Americans know and love Chinese food. According to the Chinese American Restaurant Association, there are more Chinese restaurants in the US than McDonald’s, KFCs, Pizza Huts, Wendy’s, and Taco Bells combined. But how many people can say their morning brew is a Chinese coffee from Yunnan? 

Meet Joe (Wenboe) Yang, owner of Super Joy Coffee Lab, on a mission to expose Portlanders to a side of China beyond its cuisine. On Super Joy’s menu, patrons will find single-origin coffees roasted by Yang himself (every bag shows a pair of chopsticks holding a single coffee bean like a grain of rice), along with specialty lattes that incorporate lesser-known ingredients found in China.

“I like cooking a lot. So that’s why I’m always interested in using the Chinese ingredients to make new coffee drinks,” says Yang. The sweet osmanthus latte is inspired by memories of the blooming autumn plant in Yang’s hometown of Hefei, China, the capital of Anhui Province. The Sichuan pepper mocha offers a tongue-numbing, chocolaty experience.

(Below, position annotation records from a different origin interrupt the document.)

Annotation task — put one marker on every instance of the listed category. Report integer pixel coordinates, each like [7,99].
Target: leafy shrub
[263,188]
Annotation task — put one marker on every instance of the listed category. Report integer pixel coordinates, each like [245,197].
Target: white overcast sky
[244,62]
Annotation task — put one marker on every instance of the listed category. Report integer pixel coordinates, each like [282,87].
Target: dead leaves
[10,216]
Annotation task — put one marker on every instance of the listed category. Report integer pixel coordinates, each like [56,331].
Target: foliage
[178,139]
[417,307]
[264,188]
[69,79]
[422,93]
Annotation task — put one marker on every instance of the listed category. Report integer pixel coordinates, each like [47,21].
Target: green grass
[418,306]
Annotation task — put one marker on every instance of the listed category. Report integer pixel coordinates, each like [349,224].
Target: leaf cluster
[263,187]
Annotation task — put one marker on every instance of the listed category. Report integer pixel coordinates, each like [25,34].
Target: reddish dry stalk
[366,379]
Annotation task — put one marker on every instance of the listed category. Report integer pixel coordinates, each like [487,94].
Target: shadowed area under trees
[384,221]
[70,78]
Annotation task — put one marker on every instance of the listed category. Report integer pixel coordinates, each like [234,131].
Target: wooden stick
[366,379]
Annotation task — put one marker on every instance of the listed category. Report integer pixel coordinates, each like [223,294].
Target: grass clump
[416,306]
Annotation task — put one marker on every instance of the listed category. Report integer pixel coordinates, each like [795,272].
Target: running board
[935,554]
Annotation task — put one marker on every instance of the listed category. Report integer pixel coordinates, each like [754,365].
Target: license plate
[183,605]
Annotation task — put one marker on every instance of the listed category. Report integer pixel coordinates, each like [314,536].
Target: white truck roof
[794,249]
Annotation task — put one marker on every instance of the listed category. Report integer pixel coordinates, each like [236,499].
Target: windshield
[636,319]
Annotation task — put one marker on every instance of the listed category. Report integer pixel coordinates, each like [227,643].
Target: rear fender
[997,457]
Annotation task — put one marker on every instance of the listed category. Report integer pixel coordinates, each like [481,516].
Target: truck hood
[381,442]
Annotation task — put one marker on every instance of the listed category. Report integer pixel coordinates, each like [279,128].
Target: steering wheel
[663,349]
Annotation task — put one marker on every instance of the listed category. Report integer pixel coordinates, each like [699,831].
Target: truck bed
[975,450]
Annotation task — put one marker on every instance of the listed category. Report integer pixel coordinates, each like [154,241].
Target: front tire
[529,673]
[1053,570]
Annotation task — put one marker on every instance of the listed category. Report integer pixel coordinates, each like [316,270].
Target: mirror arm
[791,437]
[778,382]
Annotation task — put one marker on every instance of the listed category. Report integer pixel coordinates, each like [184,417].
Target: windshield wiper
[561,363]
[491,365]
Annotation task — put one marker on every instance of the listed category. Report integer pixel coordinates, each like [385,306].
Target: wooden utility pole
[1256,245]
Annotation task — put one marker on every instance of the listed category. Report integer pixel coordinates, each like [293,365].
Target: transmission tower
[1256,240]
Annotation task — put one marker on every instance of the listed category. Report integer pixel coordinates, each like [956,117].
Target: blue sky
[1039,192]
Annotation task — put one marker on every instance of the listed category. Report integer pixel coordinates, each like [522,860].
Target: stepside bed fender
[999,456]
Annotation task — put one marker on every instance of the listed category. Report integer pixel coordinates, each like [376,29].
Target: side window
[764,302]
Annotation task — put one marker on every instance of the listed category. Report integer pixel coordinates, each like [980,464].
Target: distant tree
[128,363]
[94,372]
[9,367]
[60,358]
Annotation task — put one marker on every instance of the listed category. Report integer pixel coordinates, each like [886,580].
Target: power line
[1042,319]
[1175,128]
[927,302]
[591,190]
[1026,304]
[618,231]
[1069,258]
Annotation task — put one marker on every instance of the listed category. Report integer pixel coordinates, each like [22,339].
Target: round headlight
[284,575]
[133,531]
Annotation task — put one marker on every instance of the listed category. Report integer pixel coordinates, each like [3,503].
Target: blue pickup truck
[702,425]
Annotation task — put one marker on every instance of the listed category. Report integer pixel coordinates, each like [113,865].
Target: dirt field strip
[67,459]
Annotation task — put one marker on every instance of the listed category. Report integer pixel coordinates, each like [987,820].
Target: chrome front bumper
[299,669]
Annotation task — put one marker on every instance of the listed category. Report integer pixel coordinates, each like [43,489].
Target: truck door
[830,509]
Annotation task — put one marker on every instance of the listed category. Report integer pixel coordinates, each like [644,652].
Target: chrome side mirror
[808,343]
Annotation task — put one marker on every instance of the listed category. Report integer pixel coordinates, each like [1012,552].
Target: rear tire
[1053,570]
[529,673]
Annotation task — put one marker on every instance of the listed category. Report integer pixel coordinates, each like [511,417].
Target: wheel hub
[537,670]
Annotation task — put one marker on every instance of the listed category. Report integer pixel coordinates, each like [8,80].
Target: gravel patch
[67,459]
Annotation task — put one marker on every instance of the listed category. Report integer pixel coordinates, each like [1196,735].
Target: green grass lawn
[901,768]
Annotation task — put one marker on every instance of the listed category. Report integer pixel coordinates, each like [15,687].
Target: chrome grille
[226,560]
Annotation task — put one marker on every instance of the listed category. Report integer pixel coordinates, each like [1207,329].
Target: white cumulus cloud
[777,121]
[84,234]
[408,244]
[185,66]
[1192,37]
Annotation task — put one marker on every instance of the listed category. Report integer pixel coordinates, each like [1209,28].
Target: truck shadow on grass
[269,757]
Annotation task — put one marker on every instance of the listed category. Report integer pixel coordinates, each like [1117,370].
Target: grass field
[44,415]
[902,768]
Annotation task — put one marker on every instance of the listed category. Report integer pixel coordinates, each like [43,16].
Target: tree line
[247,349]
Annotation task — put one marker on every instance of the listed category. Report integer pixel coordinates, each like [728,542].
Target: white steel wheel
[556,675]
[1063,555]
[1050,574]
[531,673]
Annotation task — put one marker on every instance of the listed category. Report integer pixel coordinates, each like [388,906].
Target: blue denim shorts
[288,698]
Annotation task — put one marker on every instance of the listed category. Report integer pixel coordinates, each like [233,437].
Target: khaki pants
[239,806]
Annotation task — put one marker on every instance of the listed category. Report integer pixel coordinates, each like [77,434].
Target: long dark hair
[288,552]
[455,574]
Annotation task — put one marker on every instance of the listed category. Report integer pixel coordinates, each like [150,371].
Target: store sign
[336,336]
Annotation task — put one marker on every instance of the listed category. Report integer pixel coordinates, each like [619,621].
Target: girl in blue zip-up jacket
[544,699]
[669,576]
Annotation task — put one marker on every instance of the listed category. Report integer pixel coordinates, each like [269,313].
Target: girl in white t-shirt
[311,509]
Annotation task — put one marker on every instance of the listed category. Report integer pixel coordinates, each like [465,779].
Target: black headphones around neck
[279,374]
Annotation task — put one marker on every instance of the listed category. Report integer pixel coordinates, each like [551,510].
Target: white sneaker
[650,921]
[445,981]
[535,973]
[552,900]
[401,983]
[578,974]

Yang has spent over a decade in the coffee industry. He studied specialty coffee in New Zealand, then opened his own café in Hefei. He constantly improved his craft, winning latte art competitions while acquiring certifications of coffee excellence from the Specialty Coffee Association and the Coffee Quality Institute. He’s claimed seven titles, including 2020 US Roasting Champ. He moved to the coffee mecca of Portland in 2016, then spent almost three years behind the bar at shops including Case Study and Fehrenbacher Hof. He opened Super Joy Coffee Shop, formerly known as In J Coffee, on the South Park Blocks near Portland State University in 2018; the Coffee Lab in Goose Hollow, where he roasts beans and tests new drinks, followed in spring 2021.

When the pandemic hit, Yang hired “Jarvis” to join his team. The robotic arm, currently stationed downtown at Muji (a Super Joy wholesale client), was developed by Danish company Universal Robots to froth milk and pour latte art for a contactless experience.

Yang also began roasting more green coffee from Yunnan, a Chinese province bordering Laos and Vietnam. “I asked around, and a lot of people didn’t know that China grew coffee!” says Yang. “Most people [only] knew about pu erh tea.” Super Joy is here to set us—deliciously, aromatically—straight.